ST. PAUL — Penalties set under a Minnesota governor's executive orders would be capped at a misdemeanor under a plan advanced Wednesday, Jan. 20, in reaction to some of Gov. Tim Walz's emergency directives.
The Minnesota Senate Judiciary and Public Safety Committee brought forward and unanimously advanced to the Senate floor a bill that would set a ceiling for executive order violations at a $1,000 fine and 90 jail sentence unless otherwise spelled out in law.
Since Walz declared a state of emergency to address the coronavirus pandemic, he has imposed restrictions on business and social gatherings that come with gross misdemeanor penalties. Gross misdemeanors carry heftier fines than typical misdemeanors. And Republicans on the Senate panel said it should be up to the Legislature to decide what repercussions offenders face for running afoul of the orders.
“This is really a discussion of who has the authority to write statute with the effect of law and the effect of punishment,” the bill's author Sen.
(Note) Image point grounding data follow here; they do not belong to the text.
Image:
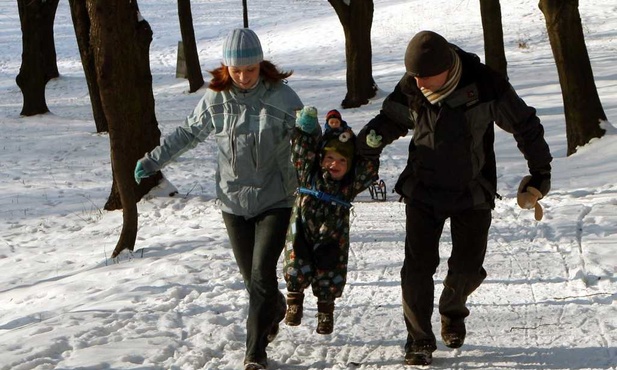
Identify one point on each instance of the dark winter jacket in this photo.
(317, 245)
(451, 163)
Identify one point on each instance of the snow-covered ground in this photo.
(548, 301)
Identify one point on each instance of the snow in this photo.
(179, 301)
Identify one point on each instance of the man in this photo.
(451, 101)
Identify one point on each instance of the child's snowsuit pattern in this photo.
(317, 245)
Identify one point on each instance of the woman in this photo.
(251, 112)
Warren Limmer, R-Maple Grove, said.
The conversation was the latest instance of GOP lawmakers pushing back on the governor's powers and aiming to take a stronger role in shaping COVID-19 response. And Democrats on the panel argued lawmakers could've done more to help Walz shape the state's response, but committee leaders didn't call hearings on relevant subjects since the Legislature adjourned last spring.
“The Legislature, at least the Senate, did nothing,” Sen. Ron Latz, D-St. Louis Park, said. “The Legislature handed off the authority to the governor by abdicating its responsibility to meet and confer and discuss those issues, in my judgment.”
Despite the disagreement over the role of the Legislature and of the governor in responding to the pandemic, Democrats voted in support of the bill after committee members removed a provision voicing concerns about Walz's decisions to pen executive orders that carried penalties stiffer than a misdemeanor.
The proposed change would have to pass the Senate and the House of Representatives before moving to the governor's desk for a signature.
Forty-nine states and the federal government have in place peacetime emergencies that let leaders issue executive orders without legislative signoff. And in Minnesota, the peacetime emergency has allowed the state to quickly scale up testing capacity, activate the Minnesota National Guard and place an eviction on moratoriums since it was first put in place in March.
Walz has also been able to require Minnesotans to stay at home except for when performing essential tasks and temporarily shut down sectors of the economy and social gatherings.
With the Legislature back in regular session, lawmakers could end the peacetime emergency at any time if majorities in both chambers voted to block another month. So far, they've failed to meet that threshold.